Опять нотабене. Никогда и ничего такого особенного не значил
наш монастырь в его жизни, и никаких горьких слез не проливал он из-за него. Но
он до того увлекся выделанными слезами своими, что на одно мгновение чуть было
себе сам не поверил; даже заплакал было от умиления; но в тот же миг
почувствовал, что пора поворачивать оглобли назад. Игумен на злобную ложь его
наклонил голову и опять внушительно произнес:
– Сказано снова: «Претерпи смотрительне находящее на тя
невольно бесчестие с радостию, и да не смутишися, ниже возненавидиши
бесчестящего тя». Так и мы поступим.
– Те-те-те, вознепщеваху! и прочая галиматья!
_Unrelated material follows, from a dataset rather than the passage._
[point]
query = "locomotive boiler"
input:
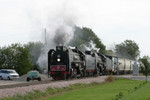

Непщуйте,
отцы, а я пойду. А сына моего Алексея беру отселе родительскою властию моею
навсегда. Иван Федорович, почтительнейший сын мой, позвольте вам приказать за
мною следовать! Фон Зон, чего тебе тут оставаться! Приходи сейчас ко мне в
город. У меня весело. Всего верстушка какая-нибудь, вместо постного-то масла
подам поросенка с кашей; пообедаем; коньячку поставлю, потом ликерцу; мамуровка
есть… Эй, фон Зон, не упускай своего счастия!
Он вышел, крича и жестикулируя. Вот в это-то мгновение
Ракитин и увидел его выходящего и указал Алеше.
– Алексей! – крикнул ему издали отец, завидев его, – сегодня
же переезжай ко мне совсем, и подушку и тюфяк тащи, и чтобы твоего духу здесь
не пахло.
Алеша остановился как вкопанный, молча и внимательно
наблюдая сцену. Федор Павлович между тем влез в коляску, а за ним, даже и не
оборотившись к Алеше проститься, молча и угрюмо стал было влезать Иван
Федорович. Но тут произошла еще одна паясническая и невероятная почти сцена,
восполнившая эпизод. Вдруг у подножки коляски появился помещик Максимов. Он
прибежал запыхавшись, чтобы не опоздать. Ракитин и Алеша видели, как он бежал.
Он так спешил, что в нетерпении занес уже ногу на ступеньку, на которой еще
стояла левая нога Ивана Федоровича, и, схватившись за кузов, стал было
подпрыгивать в коляску.
– И я, и я с вами! – выкрикивал он, подпрыгивая, смеясь
мелким веселым смешком, с блаженством в лице и на все готовый, – возьмите и
меня!
– Ну не говорил ли я, – восторженно крикнул Федор Павлович,
– что это фон Зон! Что это настоящий воскресший из мертвых фон Зон! Да как ты
вырвался оттуда? Что ты там нафонзонил такого и как ты-то мог от обеда уйти?
Ведь надо же медный лоб иметь! У меня лоб, а я, брат, твоему удивляюсь! Прыгай,
прыгай скорей! Пусти его, Ваня, весело будет. Он тут как-нибудь в ногах
полежит. Полежишь, фон Зон? Али на облучок его с кучером примостить?.. Прыгай
на облучок, фон Зон!..
Но Иван Федорович, усевшийся уже на место, молча и изо всей
силы вдруг отпихнул в грудь Максимова, и тот отлетел на сажень. Если не упал,
то только случайно.
– Пошел! – злобно крикнул кучеру Иван Федорович.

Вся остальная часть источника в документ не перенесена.